We followed up with a Q/A panel session. We discussed the fact that all of us believe that sharing/publishing of computational models is really the future. It’s just unfortunate to lock this information up in text. We answered a number of questions around feasibility (yes, this is happening even if it’s hard). Also, we discussed the impossibility of doing some of this science without having computers deeply involved. Things are just too complicated and we are not getting the requisite productivity.

So that was my bit. I also got to attend a number of sessions and catch up with a number of people. What’s up @MarkHahnel  and @jenniferlin15  – thanks for letting me heckle from the back of the room 🙂

Business Stuff

I attended a number of sessions that discussed the business of academic publishing. The big factor seems to be fairly flat growth in library budgets but with a growing amount of journals. This was mentioned in Jayne Marks from Wolters Kluwer’s talk as well as a whole session on where to get growth. I thought the mergers and acquisition talk from @lamb was of interest. It seems that there is even more room for consolidation in the industry.

2015-05-28 16.56.102015-05-28 16.59.09

I also feel that the availability of large of amounts of cheap capital has not been taken full advantage of in the industry. Beyond consolidation new product development seems to be the best way to get growth.  I think one notion that’s of interest is the transition towards Big Funder Deal where funders are essentially paying in bulk for their research to be published.

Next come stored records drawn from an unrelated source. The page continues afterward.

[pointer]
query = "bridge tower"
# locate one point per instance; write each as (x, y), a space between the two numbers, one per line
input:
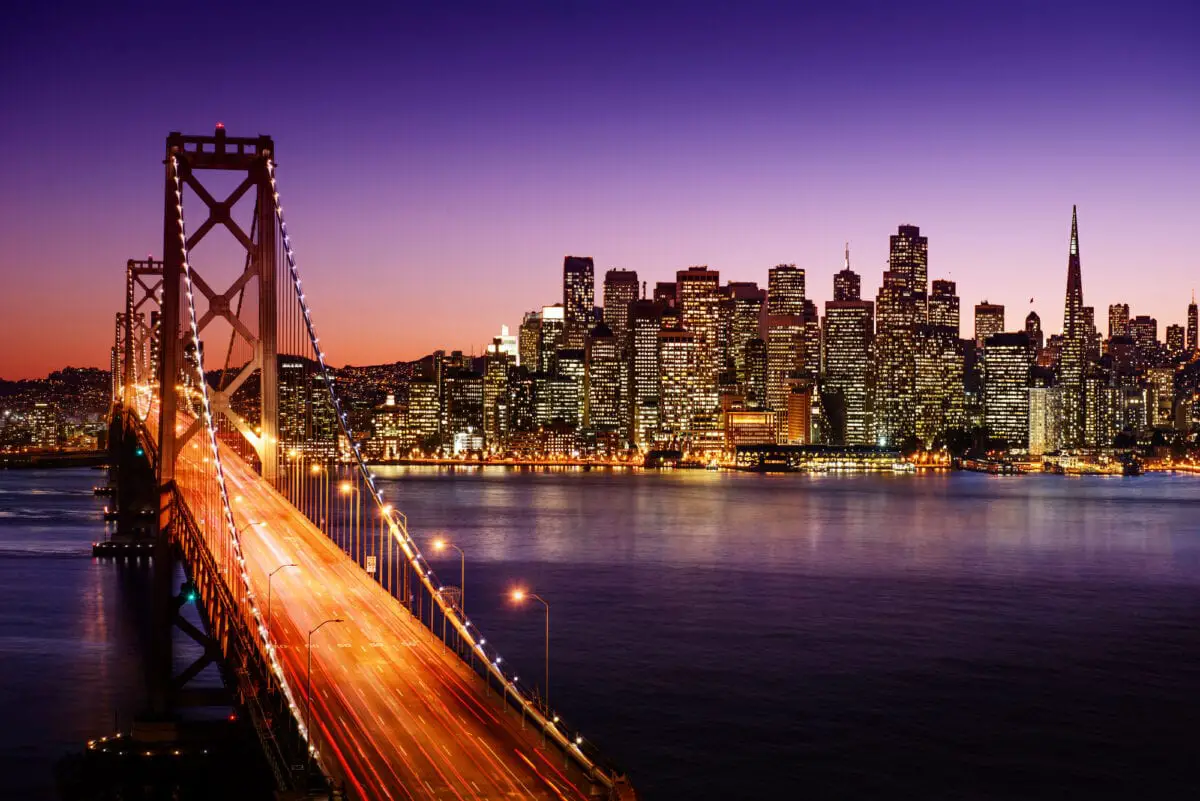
(196, 155)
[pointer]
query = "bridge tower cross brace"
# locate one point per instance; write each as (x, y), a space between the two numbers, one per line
(193, 155)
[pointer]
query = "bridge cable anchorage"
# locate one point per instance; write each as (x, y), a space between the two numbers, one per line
(397, 527)
(214, 446)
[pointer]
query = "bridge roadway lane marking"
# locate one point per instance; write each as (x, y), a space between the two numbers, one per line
(462, 722)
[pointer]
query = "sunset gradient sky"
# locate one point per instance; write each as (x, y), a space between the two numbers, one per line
(436, 166)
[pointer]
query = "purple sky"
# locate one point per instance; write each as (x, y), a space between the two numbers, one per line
(436, 167)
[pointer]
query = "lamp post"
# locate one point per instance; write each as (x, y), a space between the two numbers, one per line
(307, 692)
(269, 577)
(517, 597)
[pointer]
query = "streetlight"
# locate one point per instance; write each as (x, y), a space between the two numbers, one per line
(442, 544)
(269, 577)
(307, 692)
(517, 597)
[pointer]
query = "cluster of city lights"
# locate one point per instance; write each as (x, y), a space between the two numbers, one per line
(399, 530)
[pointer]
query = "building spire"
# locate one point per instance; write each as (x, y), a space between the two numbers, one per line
(1074, 233)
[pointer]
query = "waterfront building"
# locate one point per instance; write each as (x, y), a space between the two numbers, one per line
(579, 300)
(749, 427)
(785, 289)
(1045, 420)
(989, 321)
(1006, 363)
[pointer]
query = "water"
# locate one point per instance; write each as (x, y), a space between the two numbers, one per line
(729, 636)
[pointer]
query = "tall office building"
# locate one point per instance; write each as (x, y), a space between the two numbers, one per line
(1075, 345)
(1144, 331)
(943, 305)
(909, 259)
(897, 312)
(603, 407)
(529, 341)
(621, 289)
(785, 362)
(1045, 415)
(745, 302)
(1175, 339)
(678, 383)
(1192, 325)
(697, 297)
(785, 289)
(1007, 360)
(1033, 331)
(1119, 320)
(551, 337)
(497, 365)
(939, 367)
(846, 363)
(645, 321)
(847, 284)
(989, 320)
(579, 300)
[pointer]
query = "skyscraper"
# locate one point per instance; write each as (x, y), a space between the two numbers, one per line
(785, 289)
(1175, 339)
(1007, 360)
(1075, 336)
(846, 373)
(697, 297)
(895, 320)
(579, 300)
(847, 284)
(989, 320)
(1033, 331)
(601, 409)
(621, 289)
(551, 336)
(1192, 325)
(909, 259)
(1119, 320)
(943, 305)
(645, 320)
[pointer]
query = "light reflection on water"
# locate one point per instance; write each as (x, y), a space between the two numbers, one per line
(943, 636)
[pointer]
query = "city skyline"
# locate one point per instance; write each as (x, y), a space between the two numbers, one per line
(735, 140)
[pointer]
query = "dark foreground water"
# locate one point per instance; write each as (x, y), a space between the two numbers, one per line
(742, 637)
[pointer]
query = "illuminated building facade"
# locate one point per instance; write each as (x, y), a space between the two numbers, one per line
(989, 321)
(1006, 363)
(579, 300)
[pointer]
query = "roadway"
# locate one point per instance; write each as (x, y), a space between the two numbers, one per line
(396, 714)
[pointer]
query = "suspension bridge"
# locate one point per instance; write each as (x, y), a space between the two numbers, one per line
(360, 670)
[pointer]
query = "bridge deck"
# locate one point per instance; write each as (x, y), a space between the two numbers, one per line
(399, 715)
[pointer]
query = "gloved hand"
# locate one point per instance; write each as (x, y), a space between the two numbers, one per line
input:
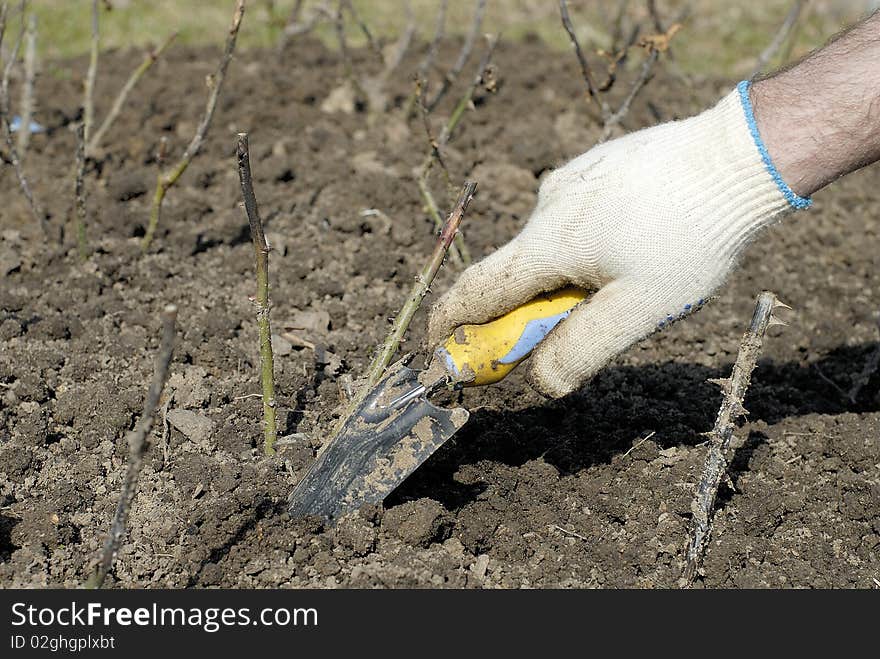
(653, 222)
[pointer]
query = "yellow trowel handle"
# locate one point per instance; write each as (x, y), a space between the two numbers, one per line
(484, 354)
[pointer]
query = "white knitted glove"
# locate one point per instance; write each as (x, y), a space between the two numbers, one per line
(653, 222)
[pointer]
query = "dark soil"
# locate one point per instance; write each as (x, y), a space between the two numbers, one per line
(530, 493)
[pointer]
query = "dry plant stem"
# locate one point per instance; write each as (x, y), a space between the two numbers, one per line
(791, 19)
(403, 43)
(169, 177)
(295, 28)
(138, 445)
(425, 65)
(27, 89)
(421, 286)
(365, 30)
(339, 24)
(613, 120)
(460, 252)
(617, 25)
(582, 60)
(12, 154)
(80, 192)
(261, 257)
(463, 56)
(89, 86)
(734, 389)
(119, 101)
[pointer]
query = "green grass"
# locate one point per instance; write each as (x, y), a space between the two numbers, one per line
(722, 38)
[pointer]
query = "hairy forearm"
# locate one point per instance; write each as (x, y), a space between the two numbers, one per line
(820, 119)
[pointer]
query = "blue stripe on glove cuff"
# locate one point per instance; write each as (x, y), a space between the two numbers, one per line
(793, 198)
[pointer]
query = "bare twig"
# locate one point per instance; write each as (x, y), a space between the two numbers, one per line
(348, 66)
(80, 192)
(371, 42)
(12, 154)
(261, 257)
(138, 445)
(425, 65)
(119, 101)
(420, 287)
(587, 73)
(403, 43)
(788, 24)
(169, 177)
(463, 56)
(617, 25)
(459, 251)
(386, 351)
(655, 44)
(734, 389)
(27, 90)
(89, 84)
(295, 27)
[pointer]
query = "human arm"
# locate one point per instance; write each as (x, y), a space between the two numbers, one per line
(655, 221)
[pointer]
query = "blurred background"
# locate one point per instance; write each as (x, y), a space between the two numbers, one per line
(722, 37)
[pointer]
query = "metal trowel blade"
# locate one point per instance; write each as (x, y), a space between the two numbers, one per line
(378, 447)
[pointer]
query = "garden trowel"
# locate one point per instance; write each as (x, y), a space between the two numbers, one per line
(396, 427)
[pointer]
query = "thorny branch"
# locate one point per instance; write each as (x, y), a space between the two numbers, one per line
(459, 250)
(428, 59)
(586, 72)
(788, 24)
(655, 44)
(420, 288)
(734, 389)
(89, 84)
(12, 152)
(463, 56)
(169, 177)
(138, 445)
(27, 90)
(295, 27)
(80, 192)
(870, 367)
(119, 101)
(261, 257)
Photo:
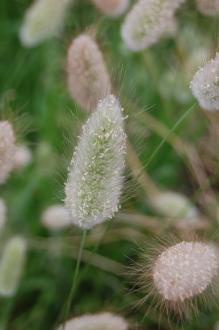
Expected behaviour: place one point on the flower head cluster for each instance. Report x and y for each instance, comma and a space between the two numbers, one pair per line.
208, 7
205, 85
185, 270
112, 7
11, 265
95, 178
88, 78
104, 321
43, 20
7, 150
148, 21
55, 217
23, 157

I enjoyed the cost of OA business models session. A very interesting set of slides from Robert Kiley about Wellcome Trust’s open access journal spend is embedded below. This is a must look at in terms of where costs are coming from. It is a clarion call to all publishers in terms of delivering what they say they are going to deliver.

Pete Binfield of Peer J gave an insightful about the disruptive nature of non-legacy digital only OA publishers. However, I think it may overestimate the costs of the current subscription infrastructure. Also, as Marks noted in her talk 50% of physicians still require print and a majority students want print textbooks. I wonder how much this is the predominate factor in legacy costs?

2015-05-29 11.00.06

Overall, throughout the sessions, it still felt a bit … umm…. slow. We are still talking papers maybe with a bit of metrics or data in for spice but I think there’s much more to be done in helping us scientist do better and that scholarly media/information providers.

Media & Technology

The conference lined up three excellent keynote sessions. The former CEO of MakerBot Jenny Lawton gave a “life advice” talk. I think the best line was “do a gap analysis on yourself”. Actually, the most interesting bit was her answer to a question about open source. Her answer was that we live in very IP and patent oriented world and it’s important to figure out how if you want to be an open company to work strategically in that world. The interview form with the New Yorker author Ken Auletta worked great. His book Googled
The End of the World As We Know It is now on my to read list. A couple of interesting points:

  • New York Times subscribers read 35 minutes a day (print) vs 35 minutes a month (online)
  • Human factors drive more decisions in the highest levels of business than let on.
  • Editorial and fact checking at the level of the New Yorker is a game changer for an author.
  • He’s really big on having a calling card.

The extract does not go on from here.